Software Features: Using AI to Provide Value-Adding Software Functionalities and Improve User Experience

It is worth mentioning that the aforementioned hardware components and systems or technologies power some of the AI-enabled software applications and software-based services of Apple. The company is known for its incomparable and commendable hardware-software optimization that demonstrates the importance of ensuring seamlessness between hardware components and software applications. The same product strategy principle has been used in developing and deploying AI-based features and capabilities.

Below are some examples demonstrating the AI strategy of Apple as it applies to software development and feature integration:

• Siri: The introduction of Siri in 2011 suggests that the AI strategy of Apple has long been part of its product strategy. This digital assistant found in a range of Apple devices uses natural language processing or NLP based on a language model to answer questions, make recommendations, and perform certain actions. It also uses machine learning to adapt to its users and his or her preferences with continued use.

• Deep Fusion: Apple introduced Deep Fusion in 2019 as a new photography feature of the iPhone 11. It is specifically based on computational photography and is powered by the image signal processor and Neural Engine. The feature works by taking multiple pictures of the same scene and combining them at a per-pixel level. The process uses machine learning and computer vision principles.

• Adaptive Audio: The newer generations of the AirPods have a feature called Adaptive Audio that analyzes the sound around the user and adjusts it accordingly. This supports more specific features like lowering the volume of the music when the user starts talking to another person.

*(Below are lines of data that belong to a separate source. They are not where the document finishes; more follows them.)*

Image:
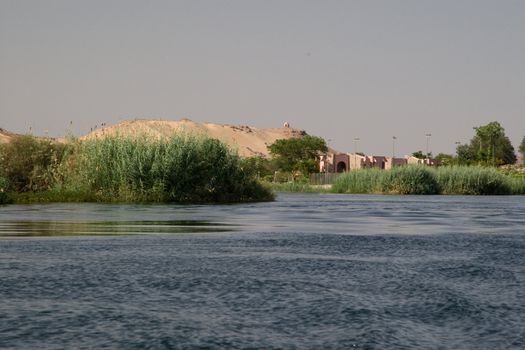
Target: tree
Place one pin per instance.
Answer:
(489, 146)
(298, 154)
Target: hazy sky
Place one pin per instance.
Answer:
(338, 69)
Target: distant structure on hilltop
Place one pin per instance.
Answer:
(341, 162)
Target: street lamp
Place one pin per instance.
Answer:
(393, 147)
(428, 135)
(356, 139)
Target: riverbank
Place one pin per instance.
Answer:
(179, 169)
(459, 180)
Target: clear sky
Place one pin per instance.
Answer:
(338, 69)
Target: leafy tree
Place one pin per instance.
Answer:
(489, 146)
(298, 154)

This feature uses machine learning to understand the volume preference of a user and optimize his or her listening experience.

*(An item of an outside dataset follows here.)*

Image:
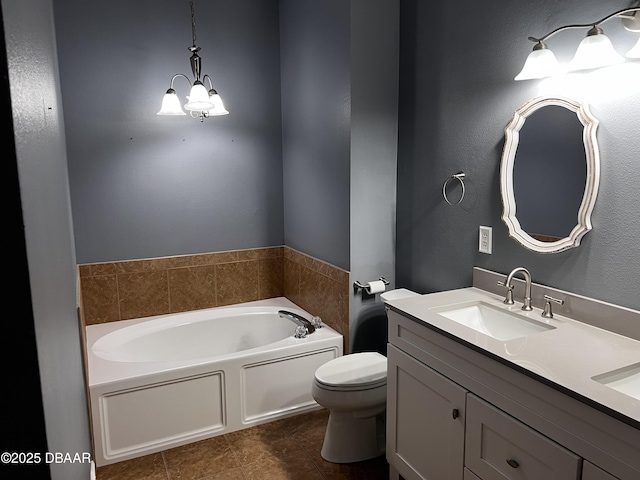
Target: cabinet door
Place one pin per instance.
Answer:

•  Recommendations: Services like the App Store, Apple Music, and Apple TV have a recommendation system that takes into consideration the preference of a user based on his or her browsing and consumption history and pattern of usage. The system learns from the user through machine learning. This helps in pushing relevant content and enabling a personalized user experience.

• Autocorrect: Apple announced in June 2023 that it now has an improved autocorrect feature for its iPhone devices. The specific autocorrect software is based on a transformer language model. This is the same AI model used in the GPT-4 and LLaMA models and the ChatGPT, Bing Chat, and Google Gemini chatbots.

Takeaways from the AI Strategy of Apple: A Product-Oriented Approach to Capitalizing on Artificial Intelligence

Understanding the aforementioned AI strategy of Apple or how it approaches the integration of AI requires an appreciation of its business model in comparison with other tech companies. Take note that Google is a service-oriented company that draws most of its revenues from its digital ad business. Microsoft is still predominantly a software company while Amazon has made significant revenues from its cloud computing services.

The aforementioned companies are more vocal about their respective AI strategies to reposition the value propositions of their businesses and specific productions in light of the recent development and practical applications of artificial intelligence. However, in comparison to its contemporaries, Apple is not only a tech company but also a lifestyle brand with a strong focus on end-user products and providing excellent user experience.

Nevertheless, based on the examples above, the company designs and uses hardware components for deploying specific AI functionalities. It also develops features that can be integrated in a particular app or the overall user interface that can perform computational tasks. Apple has integrated the practical applications of AI subfields like machine learning, natural language processing, and computer vision into its products.

It should not be a surprise that the company approaches AI with a product-oriented focus. It does not need to tell people what AI algorithms or AI models it uses nor does it need to promote a platform strategy through marketing. The AI strategy of Apple focuses on using related technologies to improve its consumer electronic devices, software applications and features of these applications, and the delivery of its digital services.